Authors’ contributions:
ASH and FF: Conceived and designed the case report; ASH: Performed the surgery. AAM: Carried out data acquisition and patient assessment; AAK and FF: Performed the literature search, drafted the manuscript, and designed the figures. ASH, AAM, and AAK: Did the critical revision. All authors discussed the results and commented on the manuscript. All authors read and approved the final manuscript. The first and the second authors contributed equally to the manuscript.
Ethical approval:
The Institutional Review Board has waived the ethical approval for this study.
Declaration of patient consent:
The author certifies that he has obtained all appropriate patient consent forms. In the form, the patient’s parents have given their consent for her images and other clinical information to be reported in the journal.
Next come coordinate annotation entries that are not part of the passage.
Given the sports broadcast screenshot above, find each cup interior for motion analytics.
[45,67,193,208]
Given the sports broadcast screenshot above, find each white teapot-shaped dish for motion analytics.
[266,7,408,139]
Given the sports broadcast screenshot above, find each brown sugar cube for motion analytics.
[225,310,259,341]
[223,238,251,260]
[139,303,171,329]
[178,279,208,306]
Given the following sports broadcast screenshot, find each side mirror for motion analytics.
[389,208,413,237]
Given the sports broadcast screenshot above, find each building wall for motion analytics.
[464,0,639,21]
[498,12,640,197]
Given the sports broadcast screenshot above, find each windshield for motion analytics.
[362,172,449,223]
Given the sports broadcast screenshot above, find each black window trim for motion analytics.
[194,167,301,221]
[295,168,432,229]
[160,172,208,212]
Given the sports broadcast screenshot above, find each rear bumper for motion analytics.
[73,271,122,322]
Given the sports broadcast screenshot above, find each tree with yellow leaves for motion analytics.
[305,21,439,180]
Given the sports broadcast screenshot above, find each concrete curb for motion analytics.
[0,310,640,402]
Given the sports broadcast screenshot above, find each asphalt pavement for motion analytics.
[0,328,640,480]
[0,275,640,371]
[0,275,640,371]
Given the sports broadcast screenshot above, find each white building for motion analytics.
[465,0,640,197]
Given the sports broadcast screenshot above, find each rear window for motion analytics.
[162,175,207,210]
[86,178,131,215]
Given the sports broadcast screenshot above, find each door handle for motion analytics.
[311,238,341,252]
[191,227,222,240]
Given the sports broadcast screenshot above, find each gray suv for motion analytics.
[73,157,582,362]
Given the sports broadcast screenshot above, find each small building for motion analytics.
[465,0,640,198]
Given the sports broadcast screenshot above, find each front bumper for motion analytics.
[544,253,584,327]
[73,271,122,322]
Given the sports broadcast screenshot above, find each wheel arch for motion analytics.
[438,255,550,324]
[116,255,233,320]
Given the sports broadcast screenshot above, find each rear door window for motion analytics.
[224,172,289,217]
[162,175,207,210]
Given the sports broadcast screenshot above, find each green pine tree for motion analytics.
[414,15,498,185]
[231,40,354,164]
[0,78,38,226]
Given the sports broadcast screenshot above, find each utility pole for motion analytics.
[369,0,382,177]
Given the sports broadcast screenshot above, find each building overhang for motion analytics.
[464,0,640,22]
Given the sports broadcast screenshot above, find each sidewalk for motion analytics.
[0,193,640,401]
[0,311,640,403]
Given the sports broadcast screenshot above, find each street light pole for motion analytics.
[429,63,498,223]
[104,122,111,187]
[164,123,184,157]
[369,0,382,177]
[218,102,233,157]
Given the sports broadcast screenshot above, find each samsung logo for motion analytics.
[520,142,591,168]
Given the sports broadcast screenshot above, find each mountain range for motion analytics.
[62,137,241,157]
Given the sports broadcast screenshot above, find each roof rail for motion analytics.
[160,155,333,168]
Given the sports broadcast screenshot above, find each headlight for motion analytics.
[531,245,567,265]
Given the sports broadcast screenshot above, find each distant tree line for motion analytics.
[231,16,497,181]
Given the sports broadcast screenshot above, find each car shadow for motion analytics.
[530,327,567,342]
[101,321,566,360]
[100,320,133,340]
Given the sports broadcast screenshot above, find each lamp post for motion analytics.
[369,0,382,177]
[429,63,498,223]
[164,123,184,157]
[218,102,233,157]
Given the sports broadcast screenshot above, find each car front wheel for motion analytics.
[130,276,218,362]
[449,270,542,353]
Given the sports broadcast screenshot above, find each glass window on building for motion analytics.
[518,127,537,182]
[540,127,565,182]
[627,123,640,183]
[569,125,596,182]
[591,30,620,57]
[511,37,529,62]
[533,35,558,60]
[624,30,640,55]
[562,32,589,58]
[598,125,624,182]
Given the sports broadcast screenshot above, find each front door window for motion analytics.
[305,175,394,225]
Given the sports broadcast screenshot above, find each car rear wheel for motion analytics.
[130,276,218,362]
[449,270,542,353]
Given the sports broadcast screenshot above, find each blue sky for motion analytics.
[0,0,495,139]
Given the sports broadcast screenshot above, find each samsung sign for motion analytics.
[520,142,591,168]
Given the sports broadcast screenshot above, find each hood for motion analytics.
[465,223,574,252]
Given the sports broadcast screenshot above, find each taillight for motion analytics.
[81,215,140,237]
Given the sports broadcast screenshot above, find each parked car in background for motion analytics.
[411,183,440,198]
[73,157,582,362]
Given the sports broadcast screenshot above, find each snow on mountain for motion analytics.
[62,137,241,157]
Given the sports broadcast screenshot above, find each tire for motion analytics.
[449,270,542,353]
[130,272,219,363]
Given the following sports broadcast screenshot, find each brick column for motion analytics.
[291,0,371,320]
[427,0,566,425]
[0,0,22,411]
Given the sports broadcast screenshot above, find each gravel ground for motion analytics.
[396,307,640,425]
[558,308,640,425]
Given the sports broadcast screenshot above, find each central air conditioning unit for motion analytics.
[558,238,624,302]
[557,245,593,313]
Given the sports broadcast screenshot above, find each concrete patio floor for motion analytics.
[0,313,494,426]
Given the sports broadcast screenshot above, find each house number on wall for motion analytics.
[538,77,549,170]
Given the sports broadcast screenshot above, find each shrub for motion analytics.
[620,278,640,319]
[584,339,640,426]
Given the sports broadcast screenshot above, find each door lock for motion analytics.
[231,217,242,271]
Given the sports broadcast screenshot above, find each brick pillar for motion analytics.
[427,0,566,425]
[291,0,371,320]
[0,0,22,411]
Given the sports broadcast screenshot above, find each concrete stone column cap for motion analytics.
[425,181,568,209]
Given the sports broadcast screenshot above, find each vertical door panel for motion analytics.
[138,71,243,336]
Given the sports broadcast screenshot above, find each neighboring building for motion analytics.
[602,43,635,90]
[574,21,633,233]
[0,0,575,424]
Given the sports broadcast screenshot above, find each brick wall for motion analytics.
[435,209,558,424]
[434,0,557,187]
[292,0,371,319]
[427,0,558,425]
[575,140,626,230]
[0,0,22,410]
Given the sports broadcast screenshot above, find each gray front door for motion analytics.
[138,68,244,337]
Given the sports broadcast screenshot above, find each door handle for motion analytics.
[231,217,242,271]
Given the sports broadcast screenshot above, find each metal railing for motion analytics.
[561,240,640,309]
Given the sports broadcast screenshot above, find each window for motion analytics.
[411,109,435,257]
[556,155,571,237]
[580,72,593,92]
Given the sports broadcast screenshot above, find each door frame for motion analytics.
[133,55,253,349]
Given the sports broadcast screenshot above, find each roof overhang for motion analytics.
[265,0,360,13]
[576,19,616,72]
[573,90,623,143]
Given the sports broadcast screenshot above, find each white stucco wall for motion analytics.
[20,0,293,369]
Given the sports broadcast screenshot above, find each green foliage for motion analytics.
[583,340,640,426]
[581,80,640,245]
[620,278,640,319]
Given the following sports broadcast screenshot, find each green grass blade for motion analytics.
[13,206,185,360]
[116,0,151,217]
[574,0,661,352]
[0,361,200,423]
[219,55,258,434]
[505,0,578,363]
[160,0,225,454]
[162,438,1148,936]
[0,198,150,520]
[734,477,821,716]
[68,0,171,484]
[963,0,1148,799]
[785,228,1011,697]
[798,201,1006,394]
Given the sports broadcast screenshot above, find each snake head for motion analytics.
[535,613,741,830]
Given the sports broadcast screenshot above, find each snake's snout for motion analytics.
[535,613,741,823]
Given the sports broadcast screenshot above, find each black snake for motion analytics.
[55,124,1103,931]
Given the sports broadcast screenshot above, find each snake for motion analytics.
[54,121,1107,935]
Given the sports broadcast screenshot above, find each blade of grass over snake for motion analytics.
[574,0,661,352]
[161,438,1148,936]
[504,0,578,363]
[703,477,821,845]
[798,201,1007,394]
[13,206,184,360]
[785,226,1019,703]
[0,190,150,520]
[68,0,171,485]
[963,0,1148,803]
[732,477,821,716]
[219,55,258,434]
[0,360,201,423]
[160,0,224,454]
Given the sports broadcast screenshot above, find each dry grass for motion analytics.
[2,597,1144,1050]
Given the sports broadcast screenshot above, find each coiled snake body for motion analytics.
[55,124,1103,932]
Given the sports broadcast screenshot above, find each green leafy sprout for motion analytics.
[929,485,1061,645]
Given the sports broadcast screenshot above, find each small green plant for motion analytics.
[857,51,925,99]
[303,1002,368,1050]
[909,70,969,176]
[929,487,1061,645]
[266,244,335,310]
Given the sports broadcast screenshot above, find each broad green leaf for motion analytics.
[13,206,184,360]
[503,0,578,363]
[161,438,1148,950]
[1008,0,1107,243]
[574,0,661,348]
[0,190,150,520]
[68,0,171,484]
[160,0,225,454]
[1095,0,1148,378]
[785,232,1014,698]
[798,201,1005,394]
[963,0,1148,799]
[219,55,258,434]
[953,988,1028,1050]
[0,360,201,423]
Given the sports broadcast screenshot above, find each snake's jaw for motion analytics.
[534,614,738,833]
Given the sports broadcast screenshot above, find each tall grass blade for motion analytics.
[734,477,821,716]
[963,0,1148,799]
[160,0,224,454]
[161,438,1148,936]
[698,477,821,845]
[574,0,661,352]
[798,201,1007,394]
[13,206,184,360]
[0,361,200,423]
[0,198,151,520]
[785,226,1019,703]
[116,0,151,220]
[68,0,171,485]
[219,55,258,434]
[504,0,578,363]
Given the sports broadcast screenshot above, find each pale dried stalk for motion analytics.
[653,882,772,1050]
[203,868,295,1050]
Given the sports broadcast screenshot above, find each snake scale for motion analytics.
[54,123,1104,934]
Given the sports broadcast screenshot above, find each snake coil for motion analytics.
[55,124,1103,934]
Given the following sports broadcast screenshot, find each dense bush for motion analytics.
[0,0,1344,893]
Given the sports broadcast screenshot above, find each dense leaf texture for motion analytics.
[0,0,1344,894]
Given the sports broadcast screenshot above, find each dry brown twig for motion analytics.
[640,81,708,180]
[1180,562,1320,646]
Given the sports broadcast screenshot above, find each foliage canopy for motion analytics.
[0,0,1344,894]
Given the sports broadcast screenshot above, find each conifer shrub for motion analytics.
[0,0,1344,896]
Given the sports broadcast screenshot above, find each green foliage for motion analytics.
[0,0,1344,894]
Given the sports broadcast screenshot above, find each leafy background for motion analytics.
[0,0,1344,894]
The patient’s parents understand that her name and initials will not be published, and due efforts will be made to conceal her identity, but anonymity cannot be guaranteed.
Use of artificial intelligence (AI)-assisted technology for manuscript preparation:
The authors confirm that there was no use of artificial intelligence (AI)-assisted technology for assisting in the writing or editing of the manuscript and no images were manipulated using AI.
Conflicts of interest:
There are no conflicting relationships or activities.
Financial support and sponsorship: This study did not receive any specific grant from funding agencies in the public, commercial, or not-for-profit sectors.